Dentro da Oitava de Natal, no evangelho do dia 28 de dezembro, Herodes manda matar todas as crianças abaixo de dois anos, após os magos do Oriente não retornarem para dizer onde o menino Jesus havia nascido. Este dia foi estabelecido como memória dos Santos Inocentes. Já na liturgia da Epifania do Senhor, na semana seguinte, é refletida a passagem do Evangelho que revela a perturbação do rei da Judeia ao ser questionado sobre o nascimento do “rei dos Judeus”.

Destes episódios é que Maurício apresenta a reflexão ligando-a à realidade amazônica. Os governos agem como o rei do tempo de Jesus, “eliminando qualquer possibilidade de vida para os pequenos, que são os que tecem a esperança, e em meio a quem, sem dúvida, esta esperança de vida e advento nasce e renasce hoje”.

A denúncia do secretário executivo da REPAM é à “negligência das autoridades locais, o conformismo, a cumplicidade com interesses que tiram a possibilidade da vida acontecer”. Os comentários de Maurício foram publicados em matéria assinada pelo padre Luís Modino, no portal CEBs do Brasil.

Para López, os governos fazem “ouvidos surdos aos gritos da realidade”, como assassinatos constantes, num contexto no qual a morte se apresenta como sinal cotidiano em muitos lugares da Amazônia.
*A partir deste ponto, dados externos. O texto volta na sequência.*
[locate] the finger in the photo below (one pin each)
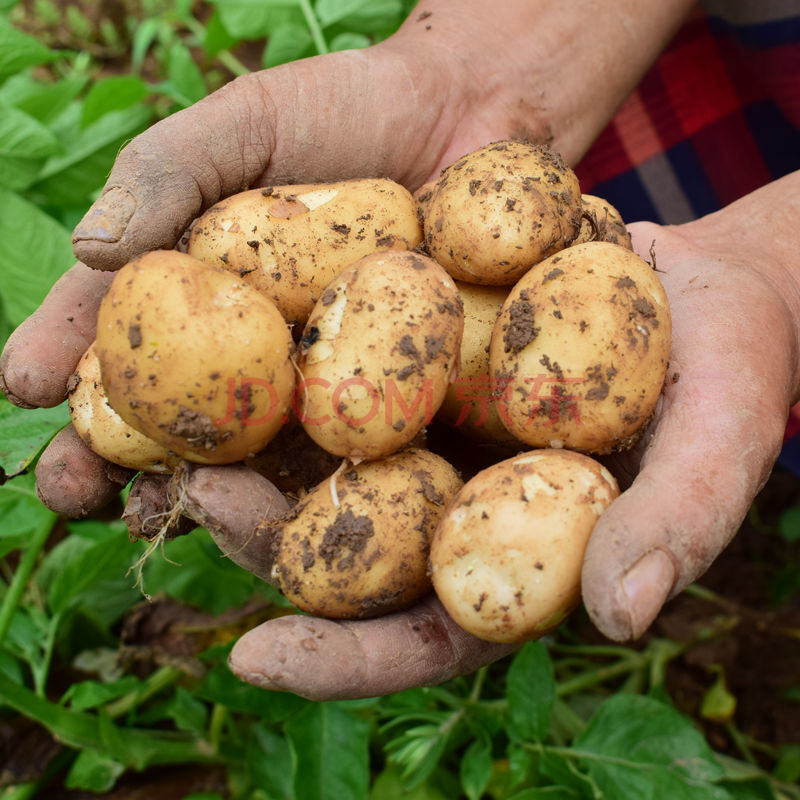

Também são ignoradas ou até endossadas as intenções de reverter processos históricos de conquistas de povos pela demarcação de seus territórios, nos quais reafirmam suas identidades.
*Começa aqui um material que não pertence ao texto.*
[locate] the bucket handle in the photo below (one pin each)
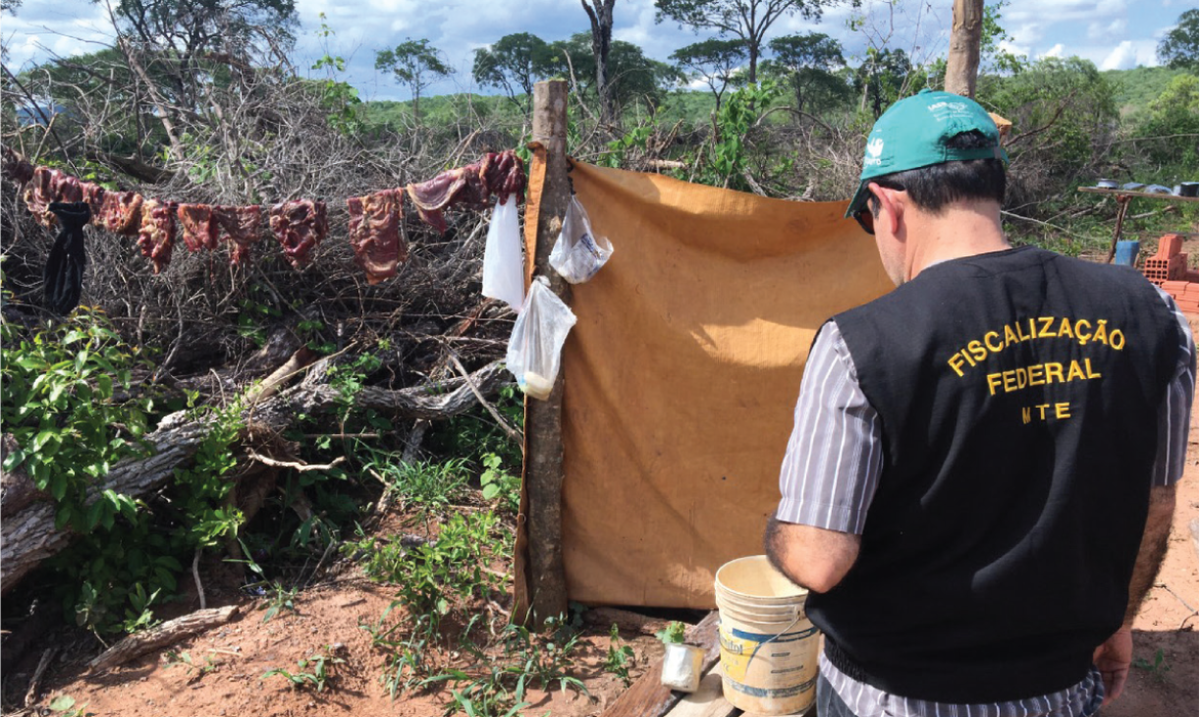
(773, 638)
Maurício também reflete sobre a atitude de Maria e José ao se colocarem a caminho, na fuga da perseguição do rei Herodes. Ele recorda aqueles dispostos a colocarem-se a caminho, “com as mãos na massa, para tecer possibilidades, todos os dias, na defesa dos direitos, da identidade, transmitindo cultura, língua, trazendo o sustento diário dessa vida para a Amazônia que ressoa como possibilidade de futuro”.

Para construir esse futuro, continua, é necessário “estar a caminho, como Maria e José, que, em meio às circunstâncias de opressão, para também ter a chance de liberdade, são obrigados a estar a caminho”, diz. Esta realidade se manifesta hoje na Amazônia, com “Marias e Josés” que “vivem a situação da diáspora, migração e refúgio, expulsos de suas terras, porque as condições não permitem mais, porque a violência não permite ter um futuro, e deixam tudo o que têm para pegar a estrada. Arriscam tudo o que têm, a segurança, para poderem ter a chance da vida nascer”.
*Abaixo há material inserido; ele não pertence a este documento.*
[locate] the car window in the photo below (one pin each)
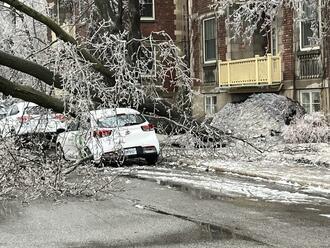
(14, 110)
(120, 120)
(74, 125)
(35, 110)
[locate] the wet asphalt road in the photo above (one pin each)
(148, 214)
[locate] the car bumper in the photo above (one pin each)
(131, 152)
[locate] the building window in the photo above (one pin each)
(209, 40)
(210, 105)
(308, 32)
(311, 100)
(147, 62)
(147, 10)
(209, 75)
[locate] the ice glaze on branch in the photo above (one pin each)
(97, 65)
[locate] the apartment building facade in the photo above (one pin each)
(156, 15)
(284, 61)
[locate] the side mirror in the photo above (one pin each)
(60, 130)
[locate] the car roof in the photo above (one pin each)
(22, 105)
(97, 114)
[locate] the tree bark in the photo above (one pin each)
(60, 33)
(30, 68)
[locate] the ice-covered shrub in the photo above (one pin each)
(311, 128)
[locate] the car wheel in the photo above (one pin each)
(152, 159)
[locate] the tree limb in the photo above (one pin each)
(27, 93)
(97, 65)
(30, 68)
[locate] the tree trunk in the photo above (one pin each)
(29, 94)
(30, 68)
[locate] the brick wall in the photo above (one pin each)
(164, 19)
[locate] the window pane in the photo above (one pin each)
(316, 98)
(307, 108)
(316, 107)
(147, 8)
(306, 27)
(305, 98)
(209, 40)
(210, 50)
(209, 75)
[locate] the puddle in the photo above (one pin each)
(201, 233)
(208, 231)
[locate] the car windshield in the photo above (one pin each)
(36, 110)
(120, 120)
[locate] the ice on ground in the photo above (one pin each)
(261, 115)
(224, 186)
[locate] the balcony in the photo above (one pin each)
(257, 71)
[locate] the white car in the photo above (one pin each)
(108, 133)
(29, 118)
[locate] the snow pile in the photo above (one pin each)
(260, 116)
(311, 128)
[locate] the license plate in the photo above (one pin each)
(130, 151)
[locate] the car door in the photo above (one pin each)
(68, 141)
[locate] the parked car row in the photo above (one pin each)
(104, 134)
Os migrantes de hoje “saem de seus lugares, estão a caminho, em busca de um novo lugar. Indígenas que são expulsos de suas terras ancestrais por interesses do agronegócio, do extrativismo, e eles são, de alguma forma, forçados a viver nas periferias urbanas, sem a terra, que é a fonte de vida e dignidade para eles”, reforça Maurício.

A encarnação do Verbo Divino no meio da humanidade, segundo Maurício, se concretiza “no nascimento da possibilidade do Reino e de esperança [divina] para todo o planeta, a chegada de Jesus em um ambiente malcheiroso, rodeado talvez de insalubridade, de animais, em uma caverna ou lugar totalmente inapropriado, como resultado da rejeição de tantas irmãs e irmãos que não são capazes de ver que a encarnação acontece lá hoje”. Este fato se atualiza na Amazônia, de acordo com Maurício: ali se irrompe um “novo sujeito eclesial, que nos fala de si mesma como esperança e futuro, mas também como risco e vulnerabilidade, como local periférico onde a encarnação acontece”.